I have been trying to do stepwise selection on my variables with R. This is my code:
library(lattice)#to get the matrix plot, assuming this package is already installed
library(ftsa) #to get the out-of sample performance metrics, assuming this package is already installed
library(car)
mydata=read.csv("C:/Users/jgozal1/Desktop/Multivariate Project/Raw data/FINAL_alldata_norowsunder90_subgroups.csv")
names(mydata)
str(mydata)
mydata$country_name=NULL
mydata$country_code=NULL
mydata$year=NULL
mydata$Unemployment.female....of.female.labor.force...modeled.ILO.estimate.=NULL
mydata$Unemployment.male....of.male.labor.force...modeled.ILO.estimate.=NULL
mydata$Life.expectancy.at.birth.male..years.= NULL
mydata$Life.expectancy.at.birth.female..years. = NULL
str(mydata)
Full_model=lm(mydata$Fertility.rate.total..births.per.woman. + mydata$Immunization.DPT....of.children.ages.12.23.months. + mydata$Immunization.measles....of.children.ages.12.23.months. + mydata$Life.expectancy.at.birth.total..years. + mydata$Mortality.rate.under.5..per.1000.live.births. + mydata$Improved.sanitation.facilities....of.population.with.access. ~ mydata$Primary.completion.rate.female....of.relevant.age.group. + mydata$School.enrollment.primary....gross. + mydata$School.enrollment.secondary....gross. + mydata$School.enrollment.tertiary....gross. + mydata$Internet.users..per.100.people. + mydata$Primary.completion.rate.male....of.relevant.age.group. + mydata$Mobile.cellular.subscriptions..per.100.people. + mydata$Foreign.direct.investment.net.inflows..BoP.current.US.. + mydata$Unemployment.total....of.total.labor.force...modeled.ILO.estimate., data= mydata)

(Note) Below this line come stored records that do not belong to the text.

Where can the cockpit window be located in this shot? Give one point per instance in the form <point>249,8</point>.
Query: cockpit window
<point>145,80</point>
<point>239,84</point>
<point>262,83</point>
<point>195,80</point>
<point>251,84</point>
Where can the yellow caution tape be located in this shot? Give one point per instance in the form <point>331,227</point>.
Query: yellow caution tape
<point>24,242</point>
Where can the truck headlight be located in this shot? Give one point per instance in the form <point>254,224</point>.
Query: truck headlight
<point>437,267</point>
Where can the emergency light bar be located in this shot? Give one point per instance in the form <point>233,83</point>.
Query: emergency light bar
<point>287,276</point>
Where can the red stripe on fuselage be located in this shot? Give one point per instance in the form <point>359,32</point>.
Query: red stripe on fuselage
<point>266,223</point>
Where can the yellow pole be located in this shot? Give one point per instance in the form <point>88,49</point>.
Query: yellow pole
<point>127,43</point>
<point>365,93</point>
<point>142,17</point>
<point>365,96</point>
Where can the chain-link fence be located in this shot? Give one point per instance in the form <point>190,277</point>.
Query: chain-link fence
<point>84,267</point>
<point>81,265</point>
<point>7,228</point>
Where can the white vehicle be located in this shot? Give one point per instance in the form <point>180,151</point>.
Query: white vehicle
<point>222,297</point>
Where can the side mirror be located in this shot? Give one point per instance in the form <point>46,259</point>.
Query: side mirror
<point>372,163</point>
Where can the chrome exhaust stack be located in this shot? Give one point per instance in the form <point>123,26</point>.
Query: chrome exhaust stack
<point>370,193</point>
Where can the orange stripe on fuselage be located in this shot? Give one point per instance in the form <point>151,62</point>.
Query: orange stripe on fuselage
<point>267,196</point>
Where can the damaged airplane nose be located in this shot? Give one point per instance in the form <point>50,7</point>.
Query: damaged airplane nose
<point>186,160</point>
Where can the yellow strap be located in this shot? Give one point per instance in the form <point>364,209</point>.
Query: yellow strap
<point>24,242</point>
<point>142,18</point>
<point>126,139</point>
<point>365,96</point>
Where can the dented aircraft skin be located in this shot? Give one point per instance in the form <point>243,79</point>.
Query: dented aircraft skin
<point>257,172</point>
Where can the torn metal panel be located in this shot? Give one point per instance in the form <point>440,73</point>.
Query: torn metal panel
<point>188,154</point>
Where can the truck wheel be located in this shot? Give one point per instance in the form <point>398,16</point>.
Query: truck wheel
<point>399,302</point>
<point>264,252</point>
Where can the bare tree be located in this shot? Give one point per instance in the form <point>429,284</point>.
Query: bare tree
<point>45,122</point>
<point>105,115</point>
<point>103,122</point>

summary(Full_model) #this provides the summary of the model
Reduced_model=lm(mydata$Fertility.rate.total..births.per.woman. + mydata$Immunization.DPT....of.children.ages.12.23.months. + mydata$Immunization.measles....of.children.ages.12.23.months. + mydata$Life.expectancy.at.birth.total..years. + mydata$Mortality.rate.under.5..per.1000.live.births. + mydata$Improved.sanitation.facilities....of.population.with.access. ~1,data= mydata)
step(Reduced_model,scope=list(lower=Reduced_model, upper=Full_model), direction="forward", data=mydata)
step(Full_model, direction="backward", data=mydata)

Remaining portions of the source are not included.